When we test a stock's current forecast we look at all prior Range Index instances at least as attractive as its present one, to exclude all less attractive forecasts. Those forecasts reaching the sell target within a specified holding period are compiled as to gains and the time taken to reach their objectives.
All the rest are considered closed out at the end of the holding period and their gains and losses and holding periods are included with the outright successes. Average raw net gains, annual rates of gain, sample size, proportion of loss experiences, and maximum drawdown experiences in each experience are collected.
This gives us a standard means of comparing the effectiveness of the market-making community in making forecasts, not only between stocks, but within each stock at various levels of upside-to-downside (Range Index) forecast proportions.
Since our software allows a choice of holding period length, we can use this test on a given stock to see how much impact patience time limits have had, by repeating the test at various periods.
In the case of AAPL, the circumstances prevent any significant conclusions, due to the small number of instances of very small Range Index experiences. A look back at the blue background picture of the most recent 6 months daily forecasts shows how extremely low the current price dot is in the range at present.
Interestingly, AAPL's history has been much more promising when buys were initiated at higher Range Indexes, where upside prospects were on the order of only 2-to-1, instead of the present 16-to-1. This is common when growth stocks become "cheap" as the result of a phase of declining prices, and the condition persists a while. It is after a bottom is reached and the turn starts to produce a price recovery, that the expectations, while still optimistic, tend to acquire a more balanced nature, which shows up in attractive returns results in the tests.

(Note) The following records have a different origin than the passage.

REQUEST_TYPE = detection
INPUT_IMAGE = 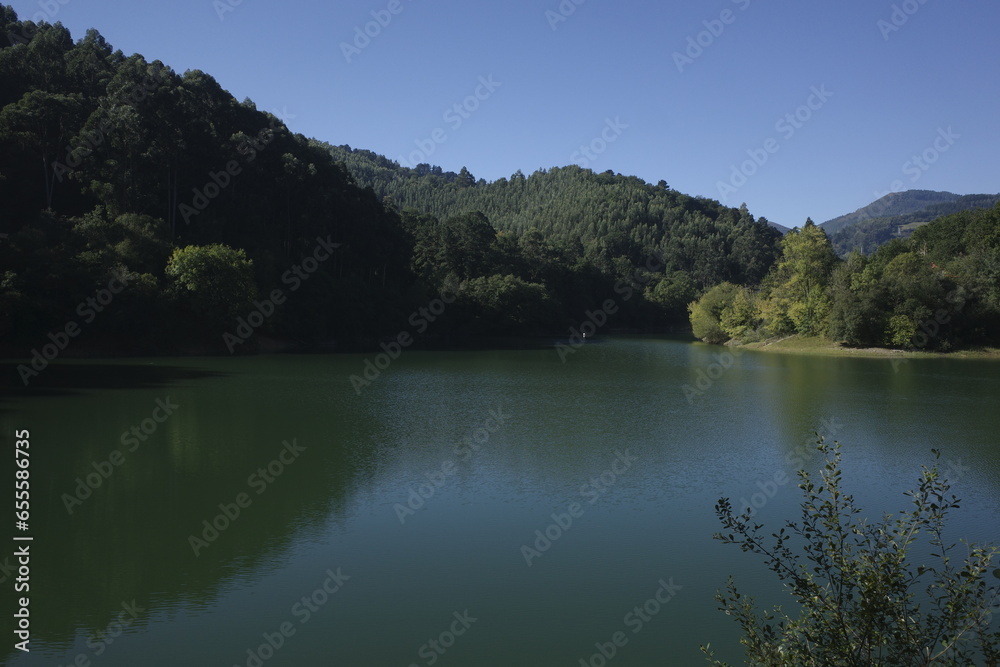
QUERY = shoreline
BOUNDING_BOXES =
[727,334,1000,360]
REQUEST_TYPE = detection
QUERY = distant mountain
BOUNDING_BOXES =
[820,190,959,235]
[824,191,1000,257]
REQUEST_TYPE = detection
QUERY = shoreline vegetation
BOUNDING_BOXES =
[0,328,1000,364]
[729,334,1000,360]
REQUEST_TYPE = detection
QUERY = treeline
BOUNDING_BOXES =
[690,204,1000,351]
[0,5,780,357]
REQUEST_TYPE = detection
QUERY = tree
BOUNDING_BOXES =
[688,283,743,344]
[166,243,257,335]
[765,218,837,336]
[702,438,1000,667]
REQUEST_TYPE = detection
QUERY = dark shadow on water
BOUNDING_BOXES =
[0,362,226,410]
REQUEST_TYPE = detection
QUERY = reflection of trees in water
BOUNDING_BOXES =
[0,364,378,650]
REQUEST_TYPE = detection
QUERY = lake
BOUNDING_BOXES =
[0,337,1000,667]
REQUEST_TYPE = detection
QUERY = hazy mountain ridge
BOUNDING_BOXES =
[822,190,1000,257]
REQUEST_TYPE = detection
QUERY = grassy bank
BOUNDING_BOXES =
[741,335,1000,359]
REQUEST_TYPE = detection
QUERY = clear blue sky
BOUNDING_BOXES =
[13,0,1000,227]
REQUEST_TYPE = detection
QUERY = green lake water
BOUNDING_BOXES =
[0,337,1000,667]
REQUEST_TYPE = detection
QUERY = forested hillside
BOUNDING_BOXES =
[0,5,780,363]
[691,204,1000,351]
[328,146,780,288]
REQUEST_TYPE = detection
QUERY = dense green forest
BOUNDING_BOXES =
[0,5,781,363]
[691,203,1000,351]
[822,195,1000,257]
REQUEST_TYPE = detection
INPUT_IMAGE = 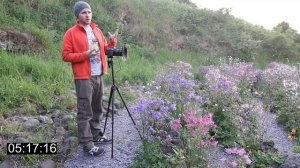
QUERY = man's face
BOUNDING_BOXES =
[78,8,92,25]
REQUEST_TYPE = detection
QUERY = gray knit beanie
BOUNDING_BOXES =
[74,1,91,18]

That being the case, time-efficient investors are well advised to monitor the stock's daily forecasts until a couple of weeks or more of increasing price range forecasts are present, with more ordinary Range Indexes, say in the 30-40 area.
In sum, now looks like a better-than-average buy time in AAPL for the patient, long-term investor. Market-sensitive, time-efficient investors will get their chance after the stock's recovery has begun and fair-weather followers clamber to get back on board.
Disclosure: I have no positions in any stocks mentioned, and no plans to initiate any positions within the next 72 hours. I wrote this article myself, and it expresses my own opinions. I am not receiving compensation for it (other than from Seeking Alpha). I have no business relationship with any company whose stock is mentioned in this article.